L’argent a ceci de caractéristique qu’il est fongible : contrairement à une voiture ou un meuble, il peut faire l’objet d’une compensation. En fin de journée, n’importe quel organisme de transfert de fonds digne de ce nom n’effectuera pas d’opération globale correspondant à la totalité des sommes collectées ce jour-là dans le pays A vers le pays B ; et il ne renverra pas non plus du pays B au pays A les sommes reçues dans ce but. Il va au contraire calculer sa position nette dans chacun des pays couverts et effectuer le minimum possible de transferts bancaires internationaux pour effectuer les transactions nécessaires.
Sur le terrain, les organismes peuvent aussi avoir des agents principaux qui sous-traitent à d’autres agents pour disposer d’un réseau aussi vaste que possible sur le territoire concerné. Dans ce schéma, les agents principaux vont également compenser les transactions traitées dans leur réseau, ajoutant ainsi un échelon supplémentaire entre la transaction individuelle de départ et l’opération traitée par la banque.
En théorie, ces procédures rompent le lien entre le dépôt initial de fonds et les transferts bancaires effectués par les organismes.
C’est encore plus évident si l’on comprend que certains transferts bancaires réalisés par les organismes peuvent intervenir avant même que la transaction initiale n’ait lieu.

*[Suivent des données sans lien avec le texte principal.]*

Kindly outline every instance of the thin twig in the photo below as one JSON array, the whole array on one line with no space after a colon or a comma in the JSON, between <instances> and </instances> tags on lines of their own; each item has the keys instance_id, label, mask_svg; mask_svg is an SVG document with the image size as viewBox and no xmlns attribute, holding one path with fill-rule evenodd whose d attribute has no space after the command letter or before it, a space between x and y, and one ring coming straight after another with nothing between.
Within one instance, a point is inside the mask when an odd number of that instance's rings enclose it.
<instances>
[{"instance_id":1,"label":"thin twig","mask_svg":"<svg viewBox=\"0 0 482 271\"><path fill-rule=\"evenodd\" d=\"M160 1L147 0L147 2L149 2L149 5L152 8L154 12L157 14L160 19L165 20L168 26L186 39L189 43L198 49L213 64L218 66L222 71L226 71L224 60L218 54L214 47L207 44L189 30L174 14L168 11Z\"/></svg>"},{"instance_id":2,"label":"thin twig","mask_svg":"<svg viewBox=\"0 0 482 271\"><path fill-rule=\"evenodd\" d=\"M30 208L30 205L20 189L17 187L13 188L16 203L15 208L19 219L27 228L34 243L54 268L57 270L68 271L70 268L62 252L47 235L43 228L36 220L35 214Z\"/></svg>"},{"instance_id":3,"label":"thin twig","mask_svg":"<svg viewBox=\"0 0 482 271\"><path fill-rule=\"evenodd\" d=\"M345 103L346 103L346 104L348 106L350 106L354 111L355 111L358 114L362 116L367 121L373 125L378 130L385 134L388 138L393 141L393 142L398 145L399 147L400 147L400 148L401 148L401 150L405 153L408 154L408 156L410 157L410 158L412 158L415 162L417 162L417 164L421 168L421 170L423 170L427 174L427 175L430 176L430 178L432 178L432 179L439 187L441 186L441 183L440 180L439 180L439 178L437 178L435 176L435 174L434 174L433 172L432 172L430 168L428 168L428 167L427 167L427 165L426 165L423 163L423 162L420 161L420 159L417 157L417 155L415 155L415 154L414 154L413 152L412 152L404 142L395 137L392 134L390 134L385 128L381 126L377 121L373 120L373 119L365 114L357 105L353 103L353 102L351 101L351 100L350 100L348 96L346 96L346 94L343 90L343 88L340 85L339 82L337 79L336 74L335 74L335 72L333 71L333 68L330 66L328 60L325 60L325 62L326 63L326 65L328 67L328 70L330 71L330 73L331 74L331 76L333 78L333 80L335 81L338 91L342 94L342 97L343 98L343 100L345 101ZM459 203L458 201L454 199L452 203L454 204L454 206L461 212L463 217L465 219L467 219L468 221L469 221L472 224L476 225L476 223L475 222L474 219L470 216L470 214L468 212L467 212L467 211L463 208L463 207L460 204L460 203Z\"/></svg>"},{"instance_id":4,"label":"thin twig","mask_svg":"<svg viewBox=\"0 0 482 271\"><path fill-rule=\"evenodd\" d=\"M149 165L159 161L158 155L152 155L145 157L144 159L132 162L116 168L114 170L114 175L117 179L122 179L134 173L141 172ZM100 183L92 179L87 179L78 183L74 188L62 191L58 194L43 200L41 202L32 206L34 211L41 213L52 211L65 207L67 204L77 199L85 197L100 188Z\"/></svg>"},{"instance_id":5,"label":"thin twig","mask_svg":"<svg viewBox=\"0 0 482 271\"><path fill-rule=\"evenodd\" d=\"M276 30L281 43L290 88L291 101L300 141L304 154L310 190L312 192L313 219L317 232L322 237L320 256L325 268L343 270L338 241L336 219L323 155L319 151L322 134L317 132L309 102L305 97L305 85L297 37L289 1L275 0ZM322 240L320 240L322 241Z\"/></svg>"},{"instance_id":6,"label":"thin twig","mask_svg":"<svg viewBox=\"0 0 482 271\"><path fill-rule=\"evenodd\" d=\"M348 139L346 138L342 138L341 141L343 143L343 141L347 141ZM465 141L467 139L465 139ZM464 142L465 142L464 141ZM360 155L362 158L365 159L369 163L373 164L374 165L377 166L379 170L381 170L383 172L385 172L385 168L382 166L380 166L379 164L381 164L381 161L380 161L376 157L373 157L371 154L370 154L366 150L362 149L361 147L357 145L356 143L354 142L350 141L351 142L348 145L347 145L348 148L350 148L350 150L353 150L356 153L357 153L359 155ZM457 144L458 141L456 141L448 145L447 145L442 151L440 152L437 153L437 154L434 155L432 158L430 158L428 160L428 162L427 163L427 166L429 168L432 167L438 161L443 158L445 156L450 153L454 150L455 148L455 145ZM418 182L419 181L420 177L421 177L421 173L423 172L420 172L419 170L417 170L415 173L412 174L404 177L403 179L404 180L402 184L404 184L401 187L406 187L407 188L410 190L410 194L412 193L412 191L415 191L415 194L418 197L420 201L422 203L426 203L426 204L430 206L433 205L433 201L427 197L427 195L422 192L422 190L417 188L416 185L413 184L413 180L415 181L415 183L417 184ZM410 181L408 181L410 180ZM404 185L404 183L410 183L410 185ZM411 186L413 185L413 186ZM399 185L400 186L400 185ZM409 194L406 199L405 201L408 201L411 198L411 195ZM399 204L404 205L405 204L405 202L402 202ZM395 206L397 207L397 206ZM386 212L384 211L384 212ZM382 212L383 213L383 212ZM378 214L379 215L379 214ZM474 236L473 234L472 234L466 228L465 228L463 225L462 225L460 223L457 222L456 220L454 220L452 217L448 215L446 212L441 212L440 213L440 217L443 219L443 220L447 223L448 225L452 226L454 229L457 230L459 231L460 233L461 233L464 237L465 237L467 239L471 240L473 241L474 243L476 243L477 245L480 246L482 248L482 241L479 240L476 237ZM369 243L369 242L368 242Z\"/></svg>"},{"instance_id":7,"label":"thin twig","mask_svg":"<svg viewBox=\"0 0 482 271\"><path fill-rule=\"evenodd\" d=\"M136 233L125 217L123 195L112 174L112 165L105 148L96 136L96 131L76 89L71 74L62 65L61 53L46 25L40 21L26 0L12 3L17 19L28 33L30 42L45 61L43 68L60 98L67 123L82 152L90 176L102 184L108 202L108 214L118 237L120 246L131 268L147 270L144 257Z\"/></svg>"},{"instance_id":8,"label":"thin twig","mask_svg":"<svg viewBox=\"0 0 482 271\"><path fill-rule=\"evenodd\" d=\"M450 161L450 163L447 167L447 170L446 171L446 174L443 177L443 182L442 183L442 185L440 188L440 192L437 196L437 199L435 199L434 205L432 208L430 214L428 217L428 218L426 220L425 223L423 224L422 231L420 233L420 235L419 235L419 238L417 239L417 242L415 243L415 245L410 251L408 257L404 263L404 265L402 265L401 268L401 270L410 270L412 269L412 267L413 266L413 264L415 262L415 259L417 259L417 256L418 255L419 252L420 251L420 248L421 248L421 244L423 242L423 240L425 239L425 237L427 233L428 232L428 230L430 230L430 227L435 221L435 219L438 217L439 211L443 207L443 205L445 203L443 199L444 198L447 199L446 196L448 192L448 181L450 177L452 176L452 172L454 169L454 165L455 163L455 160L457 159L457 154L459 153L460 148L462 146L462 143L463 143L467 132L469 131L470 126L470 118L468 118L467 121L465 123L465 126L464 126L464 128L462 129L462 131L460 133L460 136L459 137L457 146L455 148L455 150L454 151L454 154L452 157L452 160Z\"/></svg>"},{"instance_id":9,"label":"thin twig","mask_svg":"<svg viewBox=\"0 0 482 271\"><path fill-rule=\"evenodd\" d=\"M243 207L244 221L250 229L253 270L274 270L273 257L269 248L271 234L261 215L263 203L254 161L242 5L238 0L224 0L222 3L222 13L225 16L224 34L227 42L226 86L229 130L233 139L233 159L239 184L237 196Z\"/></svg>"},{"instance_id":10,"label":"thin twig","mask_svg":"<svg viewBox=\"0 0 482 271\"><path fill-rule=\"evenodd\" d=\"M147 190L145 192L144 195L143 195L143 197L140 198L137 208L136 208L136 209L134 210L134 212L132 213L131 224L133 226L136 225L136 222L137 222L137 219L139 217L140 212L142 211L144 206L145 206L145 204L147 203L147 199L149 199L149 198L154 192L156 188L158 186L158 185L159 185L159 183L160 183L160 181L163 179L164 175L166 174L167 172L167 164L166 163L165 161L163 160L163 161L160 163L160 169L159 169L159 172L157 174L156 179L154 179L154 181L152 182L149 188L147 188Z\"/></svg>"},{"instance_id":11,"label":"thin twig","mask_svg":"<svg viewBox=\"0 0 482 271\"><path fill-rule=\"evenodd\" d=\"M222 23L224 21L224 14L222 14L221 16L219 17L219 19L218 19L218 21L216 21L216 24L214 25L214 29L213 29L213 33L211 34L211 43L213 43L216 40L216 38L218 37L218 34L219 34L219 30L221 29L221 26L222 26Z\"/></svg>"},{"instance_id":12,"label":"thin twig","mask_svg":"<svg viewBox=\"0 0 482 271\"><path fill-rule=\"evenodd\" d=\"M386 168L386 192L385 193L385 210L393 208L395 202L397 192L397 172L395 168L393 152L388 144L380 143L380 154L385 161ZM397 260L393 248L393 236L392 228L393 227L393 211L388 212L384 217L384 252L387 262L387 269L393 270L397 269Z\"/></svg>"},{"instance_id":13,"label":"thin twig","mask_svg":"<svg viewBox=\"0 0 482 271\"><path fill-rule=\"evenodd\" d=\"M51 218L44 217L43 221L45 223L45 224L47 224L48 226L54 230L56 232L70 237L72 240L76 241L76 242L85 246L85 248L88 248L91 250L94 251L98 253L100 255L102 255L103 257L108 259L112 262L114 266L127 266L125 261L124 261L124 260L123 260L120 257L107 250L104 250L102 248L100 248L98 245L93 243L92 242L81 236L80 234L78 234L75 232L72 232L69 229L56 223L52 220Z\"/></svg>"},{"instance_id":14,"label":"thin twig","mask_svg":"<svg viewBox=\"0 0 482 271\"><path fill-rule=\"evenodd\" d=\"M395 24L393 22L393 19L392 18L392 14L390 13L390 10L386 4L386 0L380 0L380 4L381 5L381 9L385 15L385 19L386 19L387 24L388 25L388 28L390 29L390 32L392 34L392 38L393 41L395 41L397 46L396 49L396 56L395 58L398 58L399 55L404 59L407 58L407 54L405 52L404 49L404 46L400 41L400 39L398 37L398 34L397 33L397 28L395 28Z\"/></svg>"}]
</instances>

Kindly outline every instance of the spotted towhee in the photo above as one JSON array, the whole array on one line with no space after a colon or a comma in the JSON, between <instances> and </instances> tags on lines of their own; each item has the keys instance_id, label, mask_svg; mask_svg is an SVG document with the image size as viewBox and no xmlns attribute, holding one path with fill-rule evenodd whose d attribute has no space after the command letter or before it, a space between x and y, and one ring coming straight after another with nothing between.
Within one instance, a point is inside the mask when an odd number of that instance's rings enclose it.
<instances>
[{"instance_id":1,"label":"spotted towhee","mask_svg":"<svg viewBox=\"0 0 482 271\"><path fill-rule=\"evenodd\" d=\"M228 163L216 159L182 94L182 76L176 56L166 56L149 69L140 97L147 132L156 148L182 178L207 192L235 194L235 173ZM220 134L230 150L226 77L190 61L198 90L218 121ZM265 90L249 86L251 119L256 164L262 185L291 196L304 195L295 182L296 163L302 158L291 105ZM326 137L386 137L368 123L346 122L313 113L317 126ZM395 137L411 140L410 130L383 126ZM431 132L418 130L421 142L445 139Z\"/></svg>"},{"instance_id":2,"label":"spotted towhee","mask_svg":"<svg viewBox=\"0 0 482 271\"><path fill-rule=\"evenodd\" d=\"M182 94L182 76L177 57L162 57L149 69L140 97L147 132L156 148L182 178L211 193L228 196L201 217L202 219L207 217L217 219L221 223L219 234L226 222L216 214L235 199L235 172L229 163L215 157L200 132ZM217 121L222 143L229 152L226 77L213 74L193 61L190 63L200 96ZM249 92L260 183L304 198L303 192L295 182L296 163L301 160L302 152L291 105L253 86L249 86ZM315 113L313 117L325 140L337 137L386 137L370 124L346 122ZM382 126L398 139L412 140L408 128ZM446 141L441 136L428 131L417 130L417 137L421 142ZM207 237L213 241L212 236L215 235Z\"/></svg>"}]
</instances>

Il peut arriver en effet qu’un organisme abonde de manière anticipée les comptes bancaires de ses agents dans le pays destinataire afin d’absorber un risque de liquidité — une démarche éventuellement imposée par le régulateur ou découlant d’un accord entre l’organisme et ses agents.
C’est pour toutes ces raisons que les arguments brandis par les banques sur le manque de visibilité des transactions sous-jacentes doivent être rejetés. Il faudrait au contraire imposer aux banques de veiller à ce que les organismes aient mis en place des systèmes efficaces de contrôle en matière de lutte contre le blanchiment d’argent et le financement du terrorisme, ce qui limiterait les risques.
L’organisme de transfert de fonds étant un client de la banque, c’est à la banque d’appliquer les procédures de vigilance habituelles pour s’assurer de l’intégrité des opérations que ce dernier effectue et vérifier qu’il ne transfère pas d’argent à des individus ou des entités figurant sur des listes noires.
La banque n’a pas à se soucier de la transaction initiale faite par un individu ni en être tenue responsable. Car il n’y a, en théorie, aucune correspondance entre les transferts bancaires effectués par les organismes dans le but de compenser leurs positions et les envois de fonds par un individu. C’est aux organismes de transfert de fonds qu’il incombe de prendre toutes les dispositions requises et de veiller à ce que leurs réseaux ne soient pas exploités à des fins de blanchiment ou de financement du terrorisme.
Ce blog a été initialement publié sur le site de la Banque mondiale.